Sabrina Cajoly, plaignante et juriste en droit international des droits humains, a porté l’action au niveau international et mobilisé :

➢ Les Nations Unies : trois (3) comités des Nations Unies ont exhorté la France à approvisionner de toute urgence la Guadeloupe en eau potable et à indemniser les victimes de l’eau polluée, notamment au chlordécone. De plus, le Rapporteur Spécial des Nations Unies sur les droits humains à l’eau potable et à l’assainissement a effectué une visite académique en Guadeloupe en fin d’année. C’était une première de cette nature.

➢ La Commission Nationale Consultative des Droits de l’Homme (CNCDH) qui « recommande de prendre urgemment toutes les mesures nécessaires pour indemniser l’ensemble des victimes de la chlordécone et pour permettre à l’ensemble de la population en Guadeloupe et Martinique d’avoir accès de manière continue à l’eau potable.» ;

➢ Les autres territoires ultramarins, tels que Mayotte, qui a produit une vidéo conjointement avec la Guadeloupe intitulée «Mayotte a soif, la Guadeloupe a soif, l’Outre-mer a soif» et dont le mouvement « Mayotte a soif » a initié les mêmes types de recours qu’en Guadeloupe et contracté également Me Daoud au pénal.

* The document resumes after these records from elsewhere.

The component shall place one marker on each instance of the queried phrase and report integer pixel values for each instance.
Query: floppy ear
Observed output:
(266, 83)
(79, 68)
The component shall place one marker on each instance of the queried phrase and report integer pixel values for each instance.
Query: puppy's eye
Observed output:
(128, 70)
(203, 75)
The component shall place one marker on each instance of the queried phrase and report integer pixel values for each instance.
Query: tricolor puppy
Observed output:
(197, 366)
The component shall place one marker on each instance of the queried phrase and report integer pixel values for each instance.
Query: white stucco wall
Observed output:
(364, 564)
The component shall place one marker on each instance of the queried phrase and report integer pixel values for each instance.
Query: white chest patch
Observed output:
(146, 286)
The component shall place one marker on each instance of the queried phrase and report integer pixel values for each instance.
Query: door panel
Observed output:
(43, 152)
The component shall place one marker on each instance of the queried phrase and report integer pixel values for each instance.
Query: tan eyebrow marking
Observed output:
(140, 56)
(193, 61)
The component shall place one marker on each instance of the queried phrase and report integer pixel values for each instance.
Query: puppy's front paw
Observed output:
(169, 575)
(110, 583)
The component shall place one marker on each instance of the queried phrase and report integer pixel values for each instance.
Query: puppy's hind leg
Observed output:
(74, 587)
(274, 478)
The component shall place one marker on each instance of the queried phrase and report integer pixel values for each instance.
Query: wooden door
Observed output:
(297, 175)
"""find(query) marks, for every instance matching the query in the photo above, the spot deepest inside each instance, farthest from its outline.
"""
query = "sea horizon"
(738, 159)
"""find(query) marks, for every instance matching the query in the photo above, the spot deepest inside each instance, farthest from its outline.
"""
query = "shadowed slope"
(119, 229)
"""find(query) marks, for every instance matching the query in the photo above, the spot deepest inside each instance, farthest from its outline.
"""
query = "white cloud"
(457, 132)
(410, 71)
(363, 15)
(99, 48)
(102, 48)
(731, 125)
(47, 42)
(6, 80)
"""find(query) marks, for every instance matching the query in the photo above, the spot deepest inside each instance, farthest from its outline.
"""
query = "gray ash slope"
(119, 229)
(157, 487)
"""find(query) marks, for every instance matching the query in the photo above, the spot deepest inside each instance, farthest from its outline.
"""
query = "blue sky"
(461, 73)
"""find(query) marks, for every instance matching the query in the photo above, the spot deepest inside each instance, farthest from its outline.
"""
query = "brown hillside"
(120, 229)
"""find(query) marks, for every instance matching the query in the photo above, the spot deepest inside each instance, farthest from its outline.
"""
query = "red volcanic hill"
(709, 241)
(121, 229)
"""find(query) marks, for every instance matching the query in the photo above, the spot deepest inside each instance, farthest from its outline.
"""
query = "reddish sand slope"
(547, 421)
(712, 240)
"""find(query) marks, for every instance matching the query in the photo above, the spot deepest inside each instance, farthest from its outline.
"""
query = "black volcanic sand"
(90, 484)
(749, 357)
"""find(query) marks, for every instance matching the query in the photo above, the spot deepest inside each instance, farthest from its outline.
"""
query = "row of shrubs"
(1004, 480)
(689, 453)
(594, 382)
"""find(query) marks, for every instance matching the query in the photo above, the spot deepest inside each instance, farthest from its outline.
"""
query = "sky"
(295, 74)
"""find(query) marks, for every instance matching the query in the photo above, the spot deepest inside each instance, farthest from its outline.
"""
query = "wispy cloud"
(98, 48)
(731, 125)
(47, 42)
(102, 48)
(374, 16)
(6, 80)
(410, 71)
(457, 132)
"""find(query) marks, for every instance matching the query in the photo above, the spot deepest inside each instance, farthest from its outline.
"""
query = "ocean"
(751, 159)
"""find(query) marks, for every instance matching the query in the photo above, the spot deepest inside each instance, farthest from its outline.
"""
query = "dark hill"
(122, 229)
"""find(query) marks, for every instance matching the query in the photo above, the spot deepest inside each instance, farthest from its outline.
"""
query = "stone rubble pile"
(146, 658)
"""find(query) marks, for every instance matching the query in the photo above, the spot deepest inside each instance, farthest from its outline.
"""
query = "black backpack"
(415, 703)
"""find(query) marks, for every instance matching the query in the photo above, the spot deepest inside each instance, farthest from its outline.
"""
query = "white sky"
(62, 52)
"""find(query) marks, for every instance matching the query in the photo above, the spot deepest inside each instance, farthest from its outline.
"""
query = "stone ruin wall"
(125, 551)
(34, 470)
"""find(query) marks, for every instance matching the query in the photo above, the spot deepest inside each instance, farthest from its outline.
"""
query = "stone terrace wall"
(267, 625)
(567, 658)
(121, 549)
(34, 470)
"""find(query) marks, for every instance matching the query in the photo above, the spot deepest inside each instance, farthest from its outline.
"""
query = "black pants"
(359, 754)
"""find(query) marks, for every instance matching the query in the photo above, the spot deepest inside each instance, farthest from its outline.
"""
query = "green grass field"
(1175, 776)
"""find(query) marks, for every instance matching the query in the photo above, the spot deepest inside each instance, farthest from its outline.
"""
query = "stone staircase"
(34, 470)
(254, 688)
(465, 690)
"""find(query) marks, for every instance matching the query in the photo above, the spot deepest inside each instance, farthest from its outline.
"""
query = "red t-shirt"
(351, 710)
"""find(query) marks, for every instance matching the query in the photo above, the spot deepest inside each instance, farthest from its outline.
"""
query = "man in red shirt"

Quelles suites ? La procédure civile et l’enquête pénale suivent leurs cours et de nouveaux développements sont attendus en 2024. A ce jour, hélas, l’opérateur de l’eau et les autorités n’appliquent toujours pas les mesures d’urgence demandées par la population – telles que la distribution de citernes, la fourniture de fontaines d’eau potable et l’annulation des factures – en attendant les mesures nécessaires sur le long terme, telles que la réfection des réseaux d’eau et d’assainissement ou encore la compensation pour le préjudice subi. C’est pourquoi la mobilisation doit continuer.